Some people run into trouble trying to setup a standalone version of BLAST using the NCBI instructions. Here a stremalined process will be presented, targeted at Ubuntu.
I assume that you are aware of the paradigms of blast, meaning that there are several executables for searching nucleic acids or proteins and there are different databases you can blast against. Sinon, you should
read up on the
available search tools and
databases before you attempt to install Blast. NB, throughout this document, I am using protein blast and protein input – changing to nucleotide sequences is trivial as you just change blastp to blastn and ‘prot’ to ‘nt’ in obvious places (and of course you use different queries and target databases).
Without further ado, Blast setup for UNIX.
There are two components for the installation:
- Executables (bastn, blastp etc.)
- Databases. (nr, nt etc.)
Both are described below with follow-up examples of usage.
Ad.1 The executables can be downloaded and compiled from
here (download the source, run ./configure then make and finally make install in the directory of the untarred file). However a much easier way to do it under Ubuntu is:
sudo apt-get install ncbi-blast+
This automatically installs everything. In both cases to check if all went ok, type:
If you get a directory such as /usr/local/bin than all went well and that’s where your executables are.
Ad.2 FIrst, you need to decide on where to store the databases. Do this by setting the environment variable:
export BLASTDB=/path/to/blastdbs/of/your/chosing
Now, we can either use one of the ncbi-curated databases or create our own. We will do both.
A) Downloading and using an ncbi-curated database.
The databases can be downloaded using the
update_blastdb script. As an example I will download a non redundant protein database which is referred to as ‘nr’:
cd $BLASTDB
sudo update_blastdb --passive --timeout 300 --force --verbose nr
ls *.gz |xargs -n1 tar -xzvf
rm *.gz.*
The penultimate command extracts all the files you have downloaded and the last one removes the downloaded archives.

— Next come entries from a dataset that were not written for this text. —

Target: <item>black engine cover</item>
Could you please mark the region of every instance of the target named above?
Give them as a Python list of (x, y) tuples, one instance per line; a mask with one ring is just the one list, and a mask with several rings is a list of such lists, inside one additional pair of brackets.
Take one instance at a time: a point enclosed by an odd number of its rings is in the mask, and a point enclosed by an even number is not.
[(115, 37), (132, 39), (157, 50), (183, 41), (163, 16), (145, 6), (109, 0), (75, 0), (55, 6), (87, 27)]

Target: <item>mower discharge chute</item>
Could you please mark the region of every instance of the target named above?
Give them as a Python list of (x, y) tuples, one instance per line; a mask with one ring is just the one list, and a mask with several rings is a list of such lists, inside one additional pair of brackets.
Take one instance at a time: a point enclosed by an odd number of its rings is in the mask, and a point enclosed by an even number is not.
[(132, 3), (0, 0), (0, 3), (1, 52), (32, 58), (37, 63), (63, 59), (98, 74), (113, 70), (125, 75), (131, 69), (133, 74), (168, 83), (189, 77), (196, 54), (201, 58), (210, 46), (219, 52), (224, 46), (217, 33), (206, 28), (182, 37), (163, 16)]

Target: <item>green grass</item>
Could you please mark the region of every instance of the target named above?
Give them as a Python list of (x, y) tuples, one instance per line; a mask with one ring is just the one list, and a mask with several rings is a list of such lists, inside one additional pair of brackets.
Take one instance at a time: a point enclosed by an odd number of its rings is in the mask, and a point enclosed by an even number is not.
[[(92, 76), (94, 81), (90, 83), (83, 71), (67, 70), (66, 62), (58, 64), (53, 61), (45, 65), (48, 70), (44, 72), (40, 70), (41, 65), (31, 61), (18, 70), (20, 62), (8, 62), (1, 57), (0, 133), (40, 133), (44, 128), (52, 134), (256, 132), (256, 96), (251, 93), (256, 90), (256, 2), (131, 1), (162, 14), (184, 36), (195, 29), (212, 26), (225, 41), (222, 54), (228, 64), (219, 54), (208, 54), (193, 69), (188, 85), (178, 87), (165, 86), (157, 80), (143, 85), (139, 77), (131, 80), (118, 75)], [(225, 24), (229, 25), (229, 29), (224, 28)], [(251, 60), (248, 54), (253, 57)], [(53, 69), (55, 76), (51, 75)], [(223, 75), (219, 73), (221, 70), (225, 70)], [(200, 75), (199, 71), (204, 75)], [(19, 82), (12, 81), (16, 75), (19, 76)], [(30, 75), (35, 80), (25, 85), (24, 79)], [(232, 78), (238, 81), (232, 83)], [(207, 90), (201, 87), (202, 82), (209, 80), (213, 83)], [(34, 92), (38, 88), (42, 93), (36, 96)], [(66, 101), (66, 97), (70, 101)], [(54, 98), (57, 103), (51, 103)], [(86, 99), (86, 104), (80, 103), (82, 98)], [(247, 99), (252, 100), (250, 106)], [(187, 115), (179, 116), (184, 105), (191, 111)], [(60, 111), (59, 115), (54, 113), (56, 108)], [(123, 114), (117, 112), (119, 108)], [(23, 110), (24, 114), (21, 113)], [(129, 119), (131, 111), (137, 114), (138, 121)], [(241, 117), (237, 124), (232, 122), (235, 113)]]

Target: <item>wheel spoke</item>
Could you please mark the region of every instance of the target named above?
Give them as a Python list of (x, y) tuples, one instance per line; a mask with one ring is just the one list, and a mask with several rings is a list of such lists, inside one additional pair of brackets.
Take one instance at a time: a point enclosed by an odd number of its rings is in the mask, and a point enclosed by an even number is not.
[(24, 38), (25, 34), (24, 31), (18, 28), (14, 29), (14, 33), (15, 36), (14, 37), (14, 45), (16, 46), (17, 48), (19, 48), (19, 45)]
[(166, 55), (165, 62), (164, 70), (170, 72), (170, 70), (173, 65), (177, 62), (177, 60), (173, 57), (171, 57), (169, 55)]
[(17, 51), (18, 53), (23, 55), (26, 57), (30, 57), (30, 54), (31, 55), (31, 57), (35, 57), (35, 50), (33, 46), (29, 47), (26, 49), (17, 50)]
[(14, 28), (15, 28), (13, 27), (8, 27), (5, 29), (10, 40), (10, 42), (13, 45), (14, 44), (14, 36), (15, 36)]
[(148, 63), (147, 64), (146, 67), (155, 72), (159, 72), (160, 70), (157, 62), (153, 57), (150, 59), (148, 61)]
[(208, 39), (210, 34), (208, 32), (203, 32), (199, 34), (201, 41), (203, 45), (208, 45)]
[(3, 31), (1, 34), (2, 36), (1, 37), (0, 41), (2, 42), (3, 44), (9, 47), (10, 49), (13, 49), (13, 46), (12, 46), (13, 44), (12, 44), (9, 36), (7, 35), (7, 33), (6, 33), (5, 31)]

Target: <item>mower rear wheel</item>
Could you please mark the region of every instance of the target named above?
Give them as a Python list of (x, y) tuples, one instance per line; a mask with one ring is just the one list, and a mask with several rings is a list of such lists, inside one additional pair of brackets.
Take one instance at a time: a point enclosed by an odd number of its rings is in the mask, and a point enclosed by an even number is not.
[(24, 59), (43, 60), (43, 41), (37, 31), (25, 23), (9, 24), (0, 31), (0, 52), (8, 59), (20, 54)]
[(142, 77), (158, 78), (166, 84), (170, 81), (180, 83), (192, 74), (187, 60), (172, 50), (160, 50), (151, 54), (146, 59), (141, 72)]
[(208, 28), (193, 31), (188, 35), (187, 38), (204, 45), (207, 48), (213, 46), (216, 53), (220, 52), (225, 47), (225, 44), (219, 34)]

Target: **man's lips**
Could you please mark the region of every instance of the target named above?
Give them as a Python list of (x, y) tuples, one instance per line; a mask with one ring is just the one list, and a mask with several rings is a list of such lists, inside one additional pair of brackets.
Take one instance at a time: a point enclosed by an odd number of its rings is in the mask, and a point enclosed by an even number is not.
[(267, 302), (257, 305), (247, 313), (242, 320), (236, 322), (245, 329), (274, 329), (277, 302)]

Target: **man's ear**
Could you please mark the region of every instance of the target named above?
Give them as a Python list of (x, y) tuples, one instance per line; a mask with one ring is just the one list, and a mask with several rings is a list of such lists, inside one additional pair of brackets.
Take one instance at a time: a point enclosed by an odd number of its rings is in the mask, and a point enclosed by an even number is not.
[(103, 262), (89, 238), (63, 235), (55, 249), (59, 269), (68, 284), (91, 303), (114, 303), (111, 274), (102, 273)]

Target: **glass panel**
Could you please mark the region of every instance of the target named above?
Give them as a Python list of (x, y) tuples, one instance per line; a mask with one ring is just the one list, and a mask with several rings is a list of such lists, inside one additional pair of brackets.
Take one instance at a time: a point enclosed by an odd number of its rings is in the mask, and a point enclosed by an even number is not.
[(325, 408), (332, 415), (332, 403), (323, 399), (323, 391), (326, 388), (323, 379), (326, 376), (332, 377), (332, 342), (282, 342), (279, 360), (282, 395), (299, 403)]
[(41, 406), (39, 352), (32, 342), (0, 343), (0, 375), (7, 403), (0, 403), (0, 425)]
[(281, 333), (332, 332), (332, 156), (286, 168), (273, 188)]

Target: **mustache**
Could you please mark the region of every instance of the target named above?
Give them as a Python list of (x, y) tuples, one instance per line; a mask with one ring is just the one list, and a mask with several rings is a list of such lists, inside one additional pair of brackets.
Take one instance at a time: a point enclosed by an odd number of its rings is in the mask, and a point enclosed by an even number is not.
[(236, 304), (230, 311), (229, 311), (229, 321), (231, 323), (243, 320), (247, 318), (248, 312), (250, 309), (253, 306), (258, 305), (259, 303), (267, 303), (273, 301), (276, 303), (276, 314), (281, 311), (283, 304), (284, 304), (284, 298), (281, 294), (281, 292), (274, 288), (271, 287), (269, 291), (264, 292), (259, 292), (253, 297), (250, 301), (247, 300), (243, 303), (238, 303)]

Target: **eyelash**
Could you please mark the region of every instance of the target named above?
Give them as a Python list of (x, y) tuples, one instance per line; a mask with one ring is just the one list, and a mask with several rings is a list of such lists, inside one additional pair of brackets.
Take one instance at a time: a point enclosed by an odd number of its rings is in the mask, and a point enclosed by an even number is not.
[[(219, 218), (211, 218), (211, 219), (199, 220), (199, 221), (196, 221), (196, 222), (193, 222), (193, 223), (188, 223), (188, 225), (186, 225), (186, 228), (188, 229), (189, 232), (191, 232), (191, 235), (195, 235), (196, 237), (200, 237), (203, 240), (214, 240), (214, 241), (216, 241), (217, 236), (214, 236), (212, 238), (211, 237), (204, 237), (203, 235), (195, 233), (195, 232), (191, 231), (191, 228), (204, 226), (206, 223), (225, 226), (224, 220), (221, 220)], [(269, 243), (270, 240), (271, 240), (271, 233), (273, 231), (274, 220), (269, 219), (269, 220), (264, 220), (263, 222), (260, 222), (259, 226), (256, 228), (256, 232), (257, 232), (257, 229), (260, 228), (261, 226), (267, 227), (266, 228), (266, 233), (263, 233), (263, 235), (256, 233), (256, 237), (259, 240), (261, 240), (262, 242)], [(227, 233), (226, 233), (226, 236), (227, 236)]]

Now you should be able to use your new database by executing (where somesequence.fasta is your sample query):
blastp -db nr -query somesequence.fasta
Done.
B) Creating your own database.
Firstly, put a bunch of fasta protein sequences into a file called sample.fa
Next, execute the following
makeblastdb -in sample.fa -dbtype 'prot' -out NewDb
mv NewDB* $BLASTDB/
We have now created a blast protein database from your fasta file, called NewDB. The last line simply moves all the blast files to the database directory.

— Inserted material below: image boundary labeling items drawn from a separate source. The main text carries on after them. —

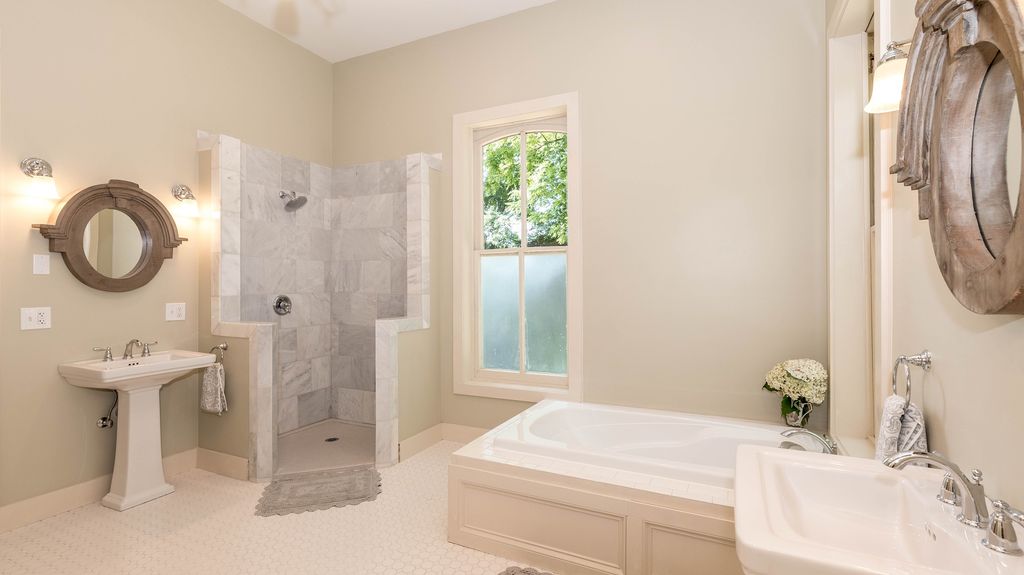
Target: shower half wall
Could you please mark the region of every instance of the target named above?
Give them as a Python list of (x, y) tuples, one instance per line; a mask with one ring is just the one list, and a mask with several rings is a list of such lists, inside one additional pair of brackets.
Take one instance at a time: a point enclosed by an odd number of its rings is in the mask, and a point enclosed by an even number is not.
[[(251, 428), (271, 425), (275, 444), (278, 435), (327, 418), (373, 425), (378, 465), (395, 462), (397, 334), (428, 326), (423, 238), (428, 171), (439, 161), (413, 154), (332, 170), (215, 138), (220, 163), (239, 166), (239, 182), (222, 185), (239, 193), (237, 201), (220, 194), (225, 240), (216, 242), (214, 273), (219, 283), (238, 285), (238, 299), (228, 288), (214, 297), (213, 310), (230, 316), (238, 309), (230, 320), (274, 334), (274, 405), (270, 413), (265, 404), (252, 406)], [(286, 211), (282, 191), (308, 202)], [(290, 314), (274, 313), (278, 296), (292, 300)]]

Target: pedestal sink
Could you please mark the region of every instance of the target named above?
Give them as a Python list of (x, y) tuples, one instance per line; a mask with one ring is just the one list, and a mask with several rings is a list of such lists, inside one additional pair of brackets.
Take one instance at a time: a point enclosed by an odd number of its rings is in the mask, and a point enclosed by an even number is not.
[(118, 392), (114, 478), (111, 492), (100, 501), (104, 506), (124, 511), (174, 491), (164, 479), (160, 451), (160, 388), (213, 361), (213, 354), (171, 350), (134, 359), (89, 359), (57, 367), (73, 386)]

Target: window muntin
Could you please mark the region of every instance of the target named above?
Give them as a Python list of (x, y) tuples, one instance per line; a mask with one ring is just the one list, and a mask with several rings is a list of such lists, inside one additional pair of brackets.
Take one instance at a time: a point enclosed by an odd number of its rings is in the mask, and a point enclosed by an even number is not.
[(492, 380), (566, 387), (569, 221), (564, 119), (474, 135), (479, 176), (474, 253), (477, 370)]

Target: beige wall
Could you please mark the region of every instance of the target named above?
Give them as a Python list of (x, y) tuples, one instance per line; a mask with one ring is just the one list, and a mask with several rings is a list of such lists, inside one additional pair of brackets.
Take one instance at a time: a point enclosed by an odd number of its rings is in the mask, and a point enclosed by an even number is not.
[[(909, 38), (913, 2), (894, 8), (893, 37)], [(894, 351), (934, 355), (920, 386), (929, 447), (981, 469), (989, 496), (1024, 505), (1024, 319), (961, 306), (939, 273), (928, 222), (918, 220), (918, 194), (894, 189)]]
[[(86, 288), (58, 257), (33, 276), (47, 244), (30, 226), (51, 207), (20, 195), (18, 162), (49, 160), (61, 194), (121, 178), (171, 205), (171, 185), (197, 185), (198, 129), (324, 164), (332, 133), (330, 64), (213, 0), (0, 0), (0, 28), (2, 505), (111, 472), (115, 433), (95, 427), (110, 394), (66, 384), (56, 365), (135, 337), (197, 349), (208, 249), (182, 225), (193, 241), (127, 294)], [(187, 320), (165, 322), (167, 302), (185, 302)], [(53, 328), (18, 330), (28, 306), (51, 306)], [(165, 454), (196, 447), (196, 394), (195, 378), (162, 393)]]
[(562, 0), (335, 64), (336, 165), (445, 154), (440, 309), (402, 336), (400, 385), (437, 346), (444, 422), (524, 407), (452, 393), (452, 116), (578, 90), (584, 399), (777, 419), (764, 372), (825, 359), (824, 21), (820, 0)]

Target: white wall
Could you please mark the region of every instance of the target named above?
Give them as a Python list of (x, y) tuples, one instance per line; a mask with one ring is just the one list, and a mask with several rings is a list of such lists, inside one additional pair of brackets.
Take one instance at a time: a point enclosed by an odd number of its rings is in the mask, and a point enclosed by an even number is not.
[(584, 399), (778, 419), (765, 371), (825, 359), (824, 25), (820, 0), (561, 0), (335, 64), (337, 165), (445, 154), (441, 309), (400, 359), (439, 346), (444, 422), (524, 407), (451, 391), (452, 116), (575, 90)]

Now you should be able to use your new database by executing (where somesequence.fasta is your sample query):
blastp -db NewDb -query somesequence.fasta
Done.
Afterword
These instructions are the shortest way I could find to get a working stand-alone BLAST application. If you require more info, you can look here.
Hey,
I have small comment regarding this seqment:
A) Downloading and using an ncbi-curated database.
The databases can be downloaded using the update_blastdb script. As an example I will download a non redundant protein database which is referred to as ‘nr’:
cd $BLASTDB
sudo update_blastdb –passive –timeout 300 –force –verbose nr
Here you are not runing script that you mentioned above, but you are calling instaled program.

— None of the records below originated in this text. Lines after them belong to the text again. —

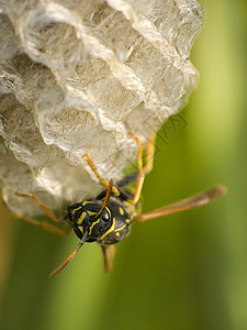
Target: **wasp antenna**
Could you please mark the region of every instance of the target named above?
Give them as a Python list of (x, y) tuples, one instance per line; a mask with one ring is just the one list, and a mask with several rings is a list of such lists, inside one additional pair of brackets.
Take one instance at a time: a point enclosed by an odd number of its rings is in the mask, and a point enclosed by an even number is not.
[(83, 234), (83, 238), (80, 240), (78, 246), (76, 250), (72, 251), (72, 253), (69, 254), (69, 256), (55, 270), (49, 274), (49, 277), (53, 277), (60, 273), (69, 263), (70, 261), (75, 257), (77, 252), (80, 250), (80, 248), (85, 244), (86, 240), (88, 238), (88, 232)]
[(227, 193), (227, 188), (217, 184), (212, 188), (210, 188), (209, 190), (199, 193), (189, 198), (170, 204), (164, 208), (154, 210), (149, 213), (137, 215), (134, 217), (133, 222), (146, 221), (161, 216), (167, 216), (171, 213), (194, 209), (223, 197), (226, 193)]

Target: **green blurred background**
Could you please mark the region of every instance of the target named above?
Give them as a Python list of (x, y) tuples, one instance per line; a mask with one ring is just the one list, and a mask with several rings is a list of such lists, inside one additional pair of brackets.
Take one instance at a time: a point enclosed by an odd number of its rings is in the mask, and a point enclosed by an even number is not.
[(205, 26), (191, 56), (200, 85), (177, 120), (159, 131), (144, 211), (217, 182), (228, 187), (227, 196), (134, 226), (110, 275), (99, 246), (86, 244), (52, 279), (47, 274), (77, 239), (1, 210), (1, 330), (247, 329), (247, 4), (201, 3)]

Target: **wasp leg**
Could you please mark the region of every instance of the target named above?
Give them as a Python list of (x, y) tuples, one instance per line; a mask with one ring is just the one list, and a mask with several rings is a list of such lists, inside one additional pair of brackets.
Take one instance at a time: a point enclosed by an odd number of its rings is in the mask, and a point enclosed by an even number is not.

Secodly please remove sudo, because for loading stuff from ftp to local pc you do not need root access! If you want to run script that you dowloaded, you need to add execute privilege to “update_blastdb.pl” file with this command “chmod u+x update_blastdb.pl” and run it with command:
./update_blastdb.pl –passive –timeout 300 –force –verbose nr
Also one one more question. Is it possible to run blast with just nr.00 and nr.01 and not having whole database dowloaded? I tried tu run it, but I got error that he is missing nr.02. Is there a way to tell him that my database is just two nr arhives long?
Thanks for sharing this blog and hoping to get reply soon.
We’ve been using sequenceserver for local blasting – very happy with it.